To include the GTSDB during training, they propose a new hierarchical loss.

\[L^{j}=-\dfrac{1}{|P^{j}_{1}|}\sum_{p\;\epsilon\; P^{j}_{1}}\log{\sigma^{j,p}_{y^{j,p}}}-\dfrac{1}{|P^{j}_{2}|}\sum_{p\;\epsilon\; P^{j}_{2}}\log{\sigma^{j,p}_{y^{j,p}}}\]

Where \(|\cdot|\) is the cardinality of the pixel’s set, and \(y^{j,p}\;\epsilon\; C^j\) selects the element of \(\sigma\) that corresponds to the ground truth class of pixel p for classifier j. Pixels \(P_1^j\) with per-pixel annotations are trained using the standard one-hot cross-entropy loss. Pixels \(P_1^j\) with non-per-pixel annotations are trained with generated per-pixel ground truth using a modified cross-entropy loss.


To increase the number of recognizable classes they use existing auxiliary datasets only for new (sub)classes. In that case, all classes of GTSDB are subclasses of the traffic sign class in Cityscapes. The straightforward approach of combining classes from both datasets in a conventional flat classifier is infeasible since a traffic sign pixel cannot have different labels depending on the dataset it comes from.

To summarize, the contributions of this work to per-pixel semantic segmentation are:

  • A methodology for combined training on datasets with disjoint, but semantically connected, label spaces.
  • A modular architecture of hierarchical classifiers that can replace the classification stage in modern convolutional networks.

Semantic hierarchy of label spaces

Multiple dataset training requires a common label space for all selected datasets.

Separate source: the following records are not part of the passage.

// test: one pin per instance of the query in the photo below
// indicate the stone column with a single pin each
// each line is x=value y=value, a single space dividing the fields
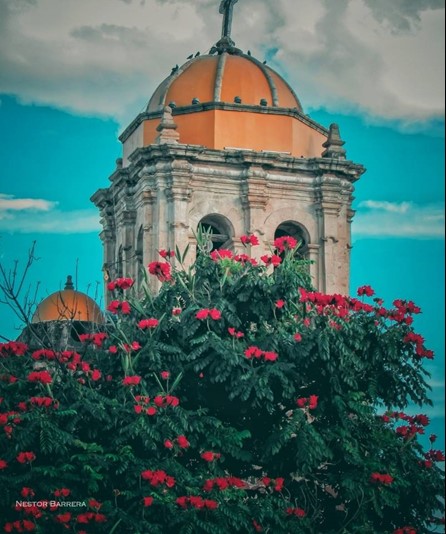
x=255 y=198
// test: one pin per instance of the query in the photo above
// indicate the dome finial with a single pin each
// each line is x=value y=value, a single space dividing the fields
x=226 y=9
x=226 y=44
x=69 y=282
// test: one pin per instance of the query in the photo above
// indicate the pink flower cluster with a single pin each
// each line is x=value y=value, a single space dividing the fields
x=255 y=352
x=381 y=478
x=146 y=324
x=196 y=502
x=15 y=348
x=273 y=260
x=308 y=402
x=96 y=339
x=223 y=483
x=43 y=377
x=285 y=243
x=117 y=306
x=157 y=478
x=206 y=313
x=162 y=270
x=252 y=240
x=20 y=526
x=120 y=283
x=233 y=332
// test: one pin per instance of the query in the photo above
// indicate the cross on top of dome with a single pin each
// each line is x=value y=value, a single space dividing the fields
x=226 y=44
x=226 y=9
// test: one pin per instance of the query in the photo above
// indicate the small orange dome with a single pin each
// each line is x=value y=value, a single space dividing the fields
x=68 y=305
x=224 y=78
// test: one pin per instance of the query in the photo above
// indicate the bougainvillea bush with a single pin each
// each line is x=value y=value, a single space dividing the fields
x=238 y=399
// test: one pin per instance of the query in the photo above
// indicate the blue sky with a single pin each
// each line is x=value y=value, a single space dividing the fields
x=68 y=88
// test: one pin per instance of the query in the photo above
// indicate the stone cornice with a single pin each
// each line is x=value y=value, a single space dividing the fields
x=223 y=106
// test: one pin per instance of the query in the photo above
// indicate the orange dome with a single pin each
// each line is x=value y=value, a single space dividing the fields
x=228 y=100
x=224 y=78
x=68 y=305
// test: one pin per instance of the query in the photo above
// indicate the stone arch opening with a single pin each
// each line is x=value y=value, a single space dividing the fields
x=139 y=254
x=120 y=263
x=220 y=231
x=299 y=232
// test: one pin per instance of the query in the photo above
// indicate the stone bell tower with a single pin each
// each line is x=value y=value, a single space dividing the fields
x=224 y=143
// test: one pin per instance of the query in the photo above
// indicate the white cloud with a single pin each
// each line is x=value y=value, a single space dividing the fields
x=9 y=203
x=393 y=207
x=405 y=220
x=107 y=56
x=51 y=222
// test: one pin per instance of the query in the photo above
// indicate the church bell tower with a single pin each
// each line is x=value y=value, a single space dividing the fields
x=224 y=143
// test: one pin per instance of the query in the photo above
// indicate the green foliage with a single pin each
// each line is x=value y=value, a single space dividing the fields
x=276 y=385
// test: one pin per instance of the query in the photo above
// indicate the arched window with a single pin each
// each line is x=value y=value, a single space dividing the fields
x=120 y=263
x=219 y=229
x=139 y=254
x=299 y=233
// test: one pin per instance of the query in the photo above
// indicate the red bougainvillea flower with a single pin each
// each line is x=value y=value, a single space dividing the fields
x=161 y=270
x=93 y=503
x=131 y=380
x=183 y=443
x=166 y=253
x=209 y=456
x=43 y=377
x=365 y=290
x=215 y=314
x=63 y=518
x=202 y=314
x=221 y=254
x=308 y=402
x=205 y=313
x=273 y=260
x=155 y=478
x=43 y=353
x=45 y=402
x=16 y=348
x=62 y=492
x=27 y=492
x=120 y=283
x=233 y=332
x=96 y=375
x=252 y=240
x=270 y=356
x=196 y=502
x=381 y=478
x=147 y=501
x=145 y=324
x=285 y=243
x=117 y=306
x=26 y=457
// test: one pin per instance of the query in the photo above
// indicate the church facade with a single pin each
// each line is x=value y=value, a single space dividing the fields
x=224 y=144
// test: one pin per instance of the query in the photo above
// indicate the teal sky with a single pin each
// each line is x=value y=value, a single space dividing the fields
x=59 y=128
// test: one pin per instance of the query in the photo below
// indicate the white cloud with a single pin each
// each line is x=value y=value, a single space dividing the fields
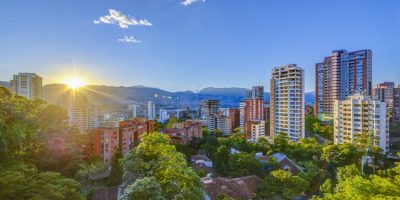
x=188 y=2
x=123 y=21
x=129 y=39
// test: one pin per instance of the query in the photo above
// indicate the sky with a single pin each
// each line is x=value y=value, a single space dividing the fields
x=181 y=45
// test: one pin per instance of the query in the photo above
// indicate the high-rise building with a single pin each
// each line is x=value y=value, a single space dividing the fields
x=234 y=115
x=151 y=110
x=287 y=101
x=93 y=116
x=385 y=92
x=255 y=130
x=224 y=124
x=209 y=107
x=251 y=110
x=256 y=92
x=76 y=105
x=361 y=115
x=28 y=85
x=339 y=76
x=396 y=104
x=133 y=108
x=103 y=142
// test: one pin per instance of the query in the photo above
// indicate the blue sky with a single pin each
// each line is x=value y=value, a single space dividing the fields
x=220 y=43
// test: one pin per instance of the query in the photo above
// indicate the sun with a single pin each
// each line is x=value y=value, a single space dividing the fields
x=74 y=82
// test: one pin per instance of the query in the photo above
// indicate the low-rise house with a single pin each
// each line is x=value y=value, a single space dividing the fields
x=283 y=162
x=236 y=188
x=202 y=163
x=183 y=133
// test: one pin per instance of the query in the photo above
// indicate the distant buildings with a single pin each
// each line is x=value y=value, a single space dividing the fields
x=287 y=101
x=77 y=107
x=104 y=141
x=28 y=85
x=209 y=113
x=341 y=75
x=151 y=110
x=184 y=132
x=255 y=129
x=209 y=107
x=360 y=115
x=133 y=108
x=256 y=92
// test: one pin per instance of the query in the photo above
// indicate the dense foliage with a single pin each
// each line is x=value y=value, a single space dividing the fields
x=29 y=132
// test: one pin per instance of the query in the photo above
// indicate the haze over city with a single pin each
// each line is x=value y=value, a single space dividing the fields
x=199 y=100
x=195 y=45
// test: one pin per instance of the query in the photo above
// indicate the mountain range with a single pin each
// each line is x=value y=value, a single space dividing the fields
x=100 y=94
x=229 y=97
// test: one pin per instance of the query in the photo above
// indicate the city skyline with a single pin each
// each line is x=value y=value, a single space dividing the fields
x=164 y=37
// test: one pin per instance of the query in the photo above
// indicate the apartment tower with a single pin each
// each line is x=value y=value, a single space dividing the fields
x=341 y=75
x=361 y=115
x=28 y=85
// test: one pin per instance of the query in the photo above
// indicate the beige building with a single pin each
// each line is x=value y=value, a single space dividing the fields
x=287 y=101
x=28 y=85
x=77 y=108
x=358 y=115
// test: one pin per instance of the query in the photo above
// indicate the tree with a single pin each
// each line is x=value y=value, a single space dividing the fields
x=88 y=175
x=144 y=188
x=115 y=177
x=283 y=184
x=22 y=182
x=351 y=185
x=156 y=157
x=341 y=155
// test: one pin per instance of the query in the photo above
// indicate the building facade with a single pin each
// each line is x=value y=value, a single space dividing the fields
x=396 y=104
x=77 y=107
x=250 y=110
x=28 y=85
x=234 y=115
x=361 y=115
x=287 y=102
x=385 y=92
x=151 y=110
x=103 y=142
x=341 y=75
x=183 y=133
x=255 y=130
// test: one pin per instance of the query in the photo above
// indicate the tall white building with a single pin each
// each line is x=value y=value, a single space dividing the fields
x=77 y=108
x=151 y=110
x=28 y=85
x=163 y=115
x=359 y=114
x=257 y=130
x=287 y=101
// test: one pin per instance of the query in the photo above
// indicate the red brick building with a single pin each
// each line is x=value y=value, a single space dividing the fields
x=183 y=133
x=234 y=115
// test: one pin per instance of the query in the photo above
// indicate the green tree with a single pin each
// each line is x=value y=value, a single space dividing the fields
x=281 y=183
x=351 y=185
x=22 y=182
x=156 y=157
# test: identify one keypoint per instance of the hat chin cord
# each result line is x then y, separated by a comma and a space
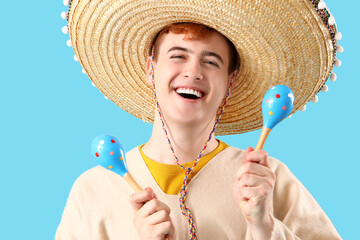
183, 192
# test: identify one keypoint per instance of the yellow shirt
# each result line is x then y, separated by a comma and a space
170, 177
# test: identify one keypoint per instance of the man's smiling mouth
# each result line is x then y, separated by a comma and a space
189, 93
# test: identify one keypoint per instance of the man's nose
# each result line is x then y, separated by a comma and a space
193, 71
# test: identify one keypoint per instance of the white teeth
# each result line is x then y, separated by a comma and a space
189, 91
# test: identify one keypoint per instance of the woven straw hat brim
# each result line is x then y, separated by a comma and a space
280, 42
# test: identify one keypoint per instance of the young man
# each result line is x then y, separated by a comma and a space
225, 193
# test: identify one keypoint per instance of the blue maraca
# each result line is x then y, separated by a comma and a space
109, 153
277, 104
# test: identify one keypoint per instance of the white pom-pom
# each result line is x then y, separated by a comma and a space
324, 88
68, 43
315, 99
66, 2
333, 77
339, 49
65, 29
303, 108
331, 20
338, 36
64, 15
321, 4
337, 63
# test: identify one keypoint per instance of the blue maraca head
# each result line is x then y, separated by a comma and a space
109, 153
277, 104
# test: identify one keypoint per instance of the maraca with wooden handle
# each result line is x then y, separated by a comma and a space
277, 104
109, 153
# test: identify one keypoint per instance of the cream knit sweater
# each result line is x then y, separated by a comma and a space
98, 205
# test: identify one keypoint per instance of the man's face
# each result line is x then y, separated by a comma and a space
191, 77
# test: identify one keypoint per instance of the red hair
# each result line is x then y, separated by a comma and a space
194, 31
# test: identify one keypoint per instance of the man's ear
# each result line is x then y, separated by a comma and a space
148, 71
230, 78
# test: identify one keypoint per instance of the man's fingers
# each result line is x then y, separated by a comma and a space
258, 156
138, 199
153, 206
247, 151
158, 217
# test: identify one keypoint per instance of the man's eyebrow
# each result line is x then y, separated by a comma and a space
180, 49
204, 53
207, 53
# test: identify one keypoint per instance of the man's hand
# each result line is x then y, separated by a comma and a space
152, 217
253, 192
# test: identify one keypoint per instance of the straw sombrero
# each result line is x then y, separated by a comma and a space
289, 42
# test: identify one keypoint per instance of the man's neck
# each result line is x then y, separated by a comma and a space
187, 142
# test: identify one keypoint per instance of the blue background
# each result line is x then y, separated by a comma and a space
50, 112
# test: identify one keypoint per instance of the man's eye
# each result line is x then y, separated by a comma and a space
177, 56
212, 63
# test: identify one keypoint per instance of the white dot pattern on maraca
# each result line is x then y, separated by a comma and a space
277, 104
109, 154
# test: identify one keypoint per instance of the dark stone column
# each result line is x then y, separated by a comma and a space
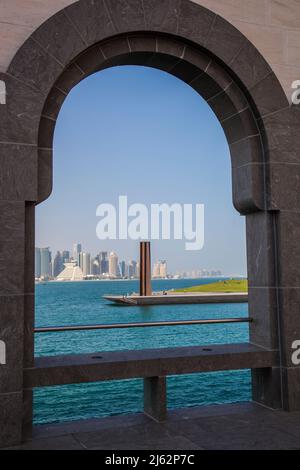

They combine individual label spaces into the common space, containing labels from all datasets, by a hierarchical manner into a semantic tree of labels. This approach solves any conflict in the semantic definition of labels, by introducing the necessary parent or intermediate nodes and/or grouping of existing labels.

Each classifier (root, rider, drivable, t. sign, front) classifies the children labels of a node and the whole tree of classifiers are trained, in an end-to-end.